Many don’t argue with their insurance companies, they just do whatever they are told.
But now they’ll take me?? Yeah, if I pay a premium not to be believed and certainly not within the budget of the normal average american family. They can all just eat dirt. I’m not going to work 300 days a year to pay an insurance premium I don’t even want and likely won’t use. I have life insurance, that’s good enough for me and mine. That’ll get me to the crematorium when the time comes.
All parties have been evasive with what the costs are for each individual. I wonder what they do if you don’t work? How will they expect a person to pay for it?
http://obamacarefacts.com/obamacare-facts.php
One of the goals of Obamaromneycare is to force people who are trying to break free of the dollar-based economy back into it. (Of course “working” has nothing necessarily to do with being paid in money. Most who work get paid little or nothing, and all who extract a large amount of money do no work.) If the system can force you to pay taxes in the commanded currency, they can force your economic participation in their command economy. That’s the only “real” purpose of all taxation, which is never otherwise economically necessary. (A government can safely directly issue money, within the productive limits of the real economy.)
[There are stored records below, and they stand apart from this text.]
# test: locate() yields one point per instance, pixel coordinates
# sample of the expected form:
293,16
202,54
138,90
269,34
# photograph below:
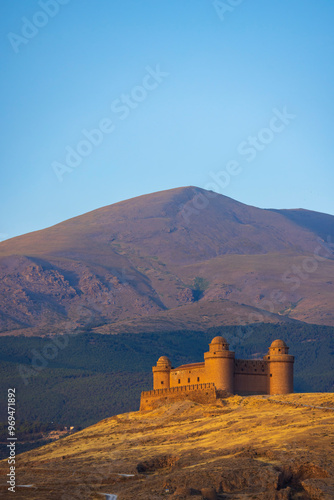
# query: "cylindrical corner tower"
219,365
161,373
280,368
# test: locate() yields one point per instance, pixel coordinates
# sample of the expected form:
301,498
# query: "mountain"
184,258
264,448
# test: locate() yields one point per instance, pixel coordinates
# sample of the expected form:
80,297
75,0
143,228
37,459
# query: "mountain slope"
170,255
275,448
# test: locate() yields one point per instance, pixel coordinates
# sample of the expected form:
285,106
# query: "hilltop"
184,258
257,447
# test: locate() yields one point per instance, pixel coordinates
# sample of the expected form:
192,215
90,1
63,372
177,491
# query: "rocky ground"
256,447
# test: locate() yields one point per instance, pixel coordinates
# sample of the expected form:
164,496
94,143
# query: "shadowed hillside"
179,259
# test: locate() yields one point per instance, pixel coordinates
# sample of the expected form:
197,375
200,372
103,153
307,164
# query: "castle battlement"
221,373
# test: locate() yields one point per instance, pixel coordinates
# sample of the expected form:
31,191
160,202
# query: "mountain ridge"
161,252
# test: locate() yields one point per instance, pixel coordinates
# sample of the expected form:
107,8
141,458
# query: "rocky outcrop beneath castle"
199,393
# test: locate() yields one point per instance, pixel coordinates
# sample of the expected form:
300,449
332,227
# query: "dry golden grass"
244,447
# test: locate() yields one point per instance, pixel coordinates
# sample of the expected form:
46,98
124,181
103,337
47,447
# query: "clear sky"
179,89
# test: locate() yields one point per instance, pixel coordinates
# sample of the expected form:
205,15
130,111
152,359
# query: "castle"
221,374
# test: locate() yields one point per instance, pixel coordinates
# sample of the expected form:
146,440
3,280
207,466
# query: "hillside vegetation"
96,376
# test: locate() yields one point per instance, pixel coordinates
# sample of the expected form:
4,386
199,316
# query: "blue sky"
223,72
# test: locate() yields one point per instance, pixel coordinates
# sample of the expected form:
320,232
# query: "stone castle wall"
200,393
220,374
So this forced commodification, for example of subsistence farmers, is the main historical function of all poll taxes. The administration itself admitted in its court arguments that the health racket mandate is a poll tax. I wrote this post on what it’s intended to do to communities able to provide their own basic medical care.
http://attempter.wordpress.com/2011/09/20/the-stamp-mandate-time-banking-and-the-anti-colonial-movement/
The main purpose of Obomneycare isn’t to proivde better insurance (or even more nominal coverage), but to bail out the health insurance corporations, which were on the verge of collapse. It was just another big bailout program, this one to be directly paid for by the people.